Schools have previously been shut in the wake of deadly attacks in Buni Yadi, Yobe state, when more than 40 students at a boys’ boarding school were killed in a Boko Haram attack.

Bulama said “urgent and immediate measures” were being taken to improve security but the closures are the latest disruption to schooling in an area already hit by low levels of education.

At the start of the new academic year in September last year, UNICEF said at least 57 percent of schools in Borno remained closed.

It warned the situation threatened to create “a lost generation of children, threatening their and the country’s future”.

Also the Federal Government has said a total of 106 abducted persons, comprising 104 Daphchi schoolgirls, one other girl and a boy were freed by insurgents in the early hours of Wednesday.

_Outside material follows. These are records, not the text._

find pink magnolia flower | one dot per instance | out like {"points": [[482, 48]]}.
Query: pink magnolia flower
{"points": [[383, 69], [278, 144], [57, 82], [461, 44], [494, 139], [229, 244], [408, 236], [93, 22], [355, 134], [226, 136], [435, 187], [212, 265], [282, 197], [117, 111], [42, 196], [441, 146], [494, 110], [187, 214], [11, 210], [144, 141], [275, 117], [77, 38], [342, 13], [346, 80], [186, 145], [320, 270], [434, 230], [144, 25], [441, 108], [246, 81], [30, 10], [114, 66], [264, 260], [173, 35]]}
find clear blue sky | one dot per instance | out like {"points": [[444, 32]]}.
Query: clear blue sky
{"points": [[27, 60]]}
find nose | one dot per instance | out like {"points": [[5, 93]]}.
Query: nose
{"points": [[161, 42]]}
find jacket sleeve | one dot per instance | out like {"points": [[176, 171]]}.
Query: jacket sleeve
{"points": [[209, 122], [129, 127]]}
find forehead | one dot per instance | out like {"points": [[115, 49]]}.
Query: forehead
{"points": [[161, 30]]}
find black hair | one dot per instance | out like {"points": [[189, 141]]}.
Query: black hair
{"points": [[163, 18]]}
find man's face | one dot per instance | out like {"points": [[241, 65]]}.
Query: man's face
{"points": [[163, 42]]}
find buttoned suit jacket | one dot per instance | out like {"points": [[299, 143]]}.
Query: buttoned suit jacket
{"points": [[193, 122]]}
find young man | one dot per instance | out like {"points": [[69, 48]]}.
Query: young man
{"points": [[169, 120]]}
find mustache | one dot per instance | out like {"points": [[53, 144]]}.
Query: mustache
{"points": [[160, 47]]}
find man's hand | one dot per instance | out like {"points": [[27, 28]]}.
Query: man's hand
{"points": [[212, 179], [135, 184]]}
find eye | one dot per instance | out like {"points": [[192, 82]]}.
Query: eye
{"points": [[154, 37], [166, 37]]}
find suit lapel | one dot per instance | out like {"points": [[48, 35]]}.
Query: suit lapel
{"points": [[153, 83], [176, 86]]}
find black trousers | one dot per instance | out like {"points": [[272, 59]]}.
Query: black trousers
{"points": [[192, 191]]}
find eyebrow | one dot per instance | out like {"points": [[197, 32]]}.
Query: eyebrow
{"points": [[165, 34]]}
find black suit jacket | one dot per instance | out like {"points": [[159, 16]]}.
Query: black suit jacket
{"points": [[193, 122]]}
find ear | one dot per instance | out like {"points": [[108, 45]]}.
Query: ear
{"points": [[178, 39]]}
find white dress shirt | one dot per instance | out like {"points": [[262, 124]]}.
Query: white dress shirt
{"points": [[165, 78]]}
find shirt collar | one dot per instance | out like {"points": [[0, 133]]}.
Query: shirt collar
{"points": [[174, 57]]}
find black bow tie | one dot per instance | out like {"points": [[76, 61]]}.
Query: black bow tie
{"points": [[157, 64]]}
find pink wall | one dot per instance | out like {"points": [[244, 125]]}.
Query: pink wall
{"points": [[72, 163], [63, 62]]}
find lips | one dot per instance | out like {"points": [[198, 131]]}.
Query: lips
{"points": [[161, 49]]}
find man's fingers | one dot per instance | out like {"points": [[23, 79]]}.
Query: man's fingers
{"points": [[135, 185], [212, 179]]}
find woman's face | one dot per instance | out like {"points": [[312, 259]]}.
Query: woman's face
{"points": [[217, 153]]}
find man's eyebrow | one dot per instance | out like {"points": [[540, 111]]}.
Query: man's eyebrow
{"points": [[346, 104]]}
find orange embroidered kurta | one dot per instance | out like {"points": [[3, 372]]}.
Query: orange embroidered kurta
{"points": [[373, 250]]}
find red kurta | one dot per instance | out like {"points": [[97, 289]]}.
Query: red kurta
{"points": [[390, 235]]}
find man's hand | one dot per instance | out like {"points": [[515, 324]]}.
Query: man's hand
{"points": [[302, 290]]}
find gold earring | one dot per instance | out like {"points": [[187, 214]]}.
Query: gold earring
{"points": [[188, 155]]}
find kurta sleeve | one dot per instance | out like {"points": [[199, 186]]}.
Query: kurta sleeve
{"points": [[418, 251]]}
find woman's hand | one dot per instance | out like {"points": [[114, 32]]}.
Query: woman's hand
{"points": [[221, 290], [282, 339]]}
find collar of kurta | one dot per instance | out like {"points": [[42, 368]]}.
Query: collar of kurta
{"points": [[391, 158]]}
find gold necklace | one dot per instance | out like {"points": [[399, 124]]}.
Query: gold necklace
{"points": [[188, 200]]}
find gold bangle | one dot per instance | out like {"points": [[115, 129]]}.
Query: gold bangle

Briefing journalists in Maiduguri, the Minister of Information and Culture, Alhaji Lai Mohammed, said all the 106 persons were freed unconditionally, contrary to reports in a section of the media that ransom was paid and that some insurgents were swapped for the freed persons.

”It is not true that we paid ransom for the release of the Dapchi girls, neither was there a prisoner swap to secure their release.

”What happened was that the abduction itself was a breach of the ceasefire talks between the insurgents and the government, hence it became a moral burden on the abductors. Any report that we paid ransom or engaged in prisoner swap is false,” he said.

Meanwhile, the freed persons have been formally handed over to the Federal Government.

The Theatre Commander, Operation Lafiya Dole, Maj.-Gen. Rogers Nicholas, handed over the girls and one boy to the four-member Federal Government Delegation at the Nigerian Air Force base in Maiduguri on Wednesday evening

The delegation comprised the Minister of Information and Culture, Alhaji Lai Mohammed; the Minister of Interior, Gen. Abdulrahman Danbazau (retired); the Minister of State for Foreign Affairs, Hajia Khadija Bukar Abba Ibrahim and Hon. Goni Lawan Bukar, a member of House of Representatives from Dapchi.

The girls were immediately airlifted to Abuja aboard a military transport plane.